The -export() macro is already three lines long, main features are:
- new
- convertEncoding / oneByte_to_utf8 / utf8_to_oneByte
- split / splitB
- left / leftB ; right / rightB ; mid / midB
- reverse / reverseB
- lowercase / uppercase
- isASCII
- getNextChar
Note the ~B commands that work on the byte-level – they return “strings” [ie lists] and not MBString objects. Yes, this is an influence from RB, the only language I know that gives you ZERO pain in handling encodings. And I *do* mean zero. When you work at the byte level [there may be a few good reasons to do that, including speed, if you know you are manipulating an ASCII (7-bit) or one-byte (8-bit) encoded string], whatever comes out can’t be multibyte safe. Not 100%. So I reject the output as not safe and hand over a list of integers. You’re then free to try and convert that – again – to an MBString. Plug and pray
My interest in mb strings is of course more CJKV than koi-whatever (russian) or arabic or else. So I am adding first functionalities that interest me [what’s the radical of 寒? how many strokes are there in 龍? and possibly encoding conversions between the big standards – that is, if I find enough info on them.] Some of the functionalities are – of course – cross-language, inasmuch that the concept applies, like lowercase and uppercase. CJK languages have a ‘full-width’ alphabet that is *not* in the ASCII range. Thus, the ordinary and crude algorithm of my youth, back when ASCII rocked, will not work…

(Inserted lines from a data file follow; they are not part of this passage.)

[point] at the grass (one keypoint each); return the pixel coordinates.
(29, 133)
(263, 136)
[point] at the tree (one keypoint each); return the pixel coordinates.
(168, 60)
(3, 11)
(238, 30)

Fortunately, the Unicode project has a lot of info, and the UniHan file has it all – almost. What I did is extract the relevant case folding data, and I build a dets database with it. Whenever I need to convert between lower and upper case, I ask the database. Easy as pie. Maybe not as fast as I’d like, but slow is better than zilch.
Let’s take this string:
(ascii)ABCDEFG (russian)ПО-РУСКИЙ (greek)ΕΛΛΑΣ (circles)ⒸⒾⓇⒸⓁⒺⓈ
Which in Erlang “translates” into:
U=mb:new("(ascii)ABCDEFG (russian)\320\237\320\236-\320\240\320\243\320\241\320\232\320\230\320\231 (greek)\316\225\316\233\316\233\316\221\316\243 (circles)\342\222\270\342\222\276\342\223\207\342\222\270\342\223\201\342\222\272\342\223\210").
Ugly I know, but that’s precisely because Erlang is not too good at multibyte strings that I am working on it…
Now,
UL=mb:lowercase(U).
will give back - trust me – the following:
(ascii)abcdefg (russian)\320\277\320\276-\321\200\321\203\321\201\320\272\320\270\320\271 (greek)\316\265\316\273\316\273\316\261\317\203 (circles)\342\223\222\342\223\230\342\223\241\342\223\222\342\223\233\342\223\224\342\223\242
Translated in ‘real’ utf:
(ascii)abcdefg (russian)по-руский (greek)ελλασ (circles)ⓒⓘⓡⓒⓛⓔⓢ
ie a properly lowercase’d string.
More later…
06/21 Wow…
I had heard about Erlang’s hot code swapping. But never used it so far. Well, I just tried it today, and I am still the bits of my jaw, which dropped while running the following code:
Eshell V5.4.3 (abort with ^G)
1> c(m).
{ok,m}
2> Pid=m:init().
rebooting...
<0.36.0>
3> Pid!{self(),status}.
M/status: tagadax
{<0.29.0>,status}
Here I change the code to return “tagada” [no -x] next time the code is run.
4> c(m).
{ok,m}
5> Pid!{self(),code_switch}.
Requesting reboot...
{<0.29.0>,code_switch}
6> Pid!{self(),status}.
M/status: tagada
{<0.29.0>,status}
7>
And, hang on to your socks, here’s the full code:
-module(m).
-export([init/0,loop/1,message/0]).
message() -> tagada.
init() ->
io:format("rebooting...~n",[]),
spawn(m,loop,[message()]).
loop(M) ->
receive
{_, code_switch} ->
io:format("Requesting reboot...~n",[]),
m:loop(m:message());
{Nugu, status} ->
Nugu ! M,
io:format("M/status: ~w~n",[M]),
loop(message())
end.
m:loop(m:message()); is the full code doing the hot swap. Nice eh? When you do a call to a fully qualified function, MODULE:FUNCTION, the code is hot swapped. That’s it… Amazing!